座長:久保 元芳(宇都宮大学)、物部 博文(横浜国立大学)

14:48 〜 15:03

[10保-口-04] 座位姿勢の身体的・精神的負荷の調査

子どもが取り得る座位姿勢に着目して

*増田 一太1、塩澤 成弘2、大友 智2 (1. 国際医学技術専門学校、2. 立命館大学大学院)

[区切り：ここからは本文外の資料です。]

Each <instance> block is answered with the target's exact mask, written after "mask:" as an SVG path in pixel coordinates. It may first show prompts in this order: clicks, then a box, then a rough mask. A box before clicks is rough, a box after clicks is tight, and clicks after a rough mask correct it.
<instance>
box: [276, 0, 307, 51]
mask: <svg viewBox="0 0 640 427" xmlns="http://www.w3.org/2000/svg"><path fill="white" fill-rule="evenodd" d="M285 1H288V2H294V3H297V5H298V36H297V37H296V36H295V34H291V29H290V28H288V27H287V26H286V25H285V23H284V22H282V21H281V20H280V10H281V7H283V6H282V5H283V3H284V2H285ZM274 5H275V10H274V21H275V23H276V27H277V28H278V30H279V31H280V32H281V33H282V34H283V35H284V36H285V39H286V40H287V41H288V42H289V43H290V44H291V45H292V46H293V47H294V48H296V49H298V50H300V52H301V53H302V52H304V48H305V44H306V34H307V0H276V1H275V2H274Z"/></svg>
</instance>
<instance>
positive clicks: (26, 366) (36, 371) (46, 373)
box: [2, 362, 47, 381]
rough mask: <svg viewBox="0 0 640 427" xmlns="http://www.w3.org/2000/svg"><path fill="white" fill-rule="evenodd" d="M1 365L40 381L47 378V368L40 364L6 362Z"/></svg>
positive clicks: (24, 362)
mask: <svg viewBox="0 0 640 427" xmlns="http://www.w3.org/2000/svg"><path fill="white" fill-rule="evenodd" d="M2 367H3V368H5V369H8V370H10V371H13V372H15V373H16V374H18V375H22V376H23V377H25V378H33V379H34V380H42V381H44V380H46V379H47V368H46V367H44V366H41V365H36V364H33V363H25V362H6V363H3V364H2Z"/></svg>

現在、子どもの腰痛の有病率は、成人期と同等であり、座位時に腰痛を訴える場合が多い。特に近年、子どもの体育座りに伴う腰痛が注目され、学校での体育座りを見直す機運が社会的に高まっているが、座位時に腰痛を訴える姿勢は体育座りだけではない。そこで、本研究の目的は、子どもが教育現場で実施することの多い、椅坐位、胡坐、立て膝、体育座りに伴う身体的・精神的負荷の影響について調査することとした。対象は、側弯症や脊椎分離症の既往を含む腰痛のない18歳から20歳の医療系専門学生96名(男性61名、女性35名)(平均年齢18.5±0.5歳)とした。調査は、椅座位(n=95),胡坐(n=93),立て膝(n=96),体育座り(n=92)の4種類の座位法を20分間行い、その間に生じる自覚的な身体及び精神的な負荷の種類と程度を調査した。結果は、体育座りが精神的負荷指数や実験を最後まで実施できなかったリタイア率が最も高い姿勢であった。立て膝は、他の姿勢との有意差はなかったものの、身体症状が出現する部位や種類が他の姿勢に比べ多彩であった。特に下枝の痺れの多さは、他の姿勢にない特徴であった。この原因は、同姿勢が左右非対称的な姿勢であるため、一側臀部に負荷が集中したことにより坐骨神経症状が引き起こされたものと考えた。椅坐位は、身体的または精神的負荷指数、リタイア率が最も低く、他の姿勢と比べ安楽姿勢であることが示唆された。一方、胡坐の精神的負荷指数やリタイア率は、椅坐位に近似しており、床での座位姿勢の中で最も身体的・精神的負荷の少ない姿勢であることが分かった。これらより、体育座りは、学校生活の中で取り得る姿勢の中で身体的・精神的負荷の高い傾向がある姿勢であることが分かった。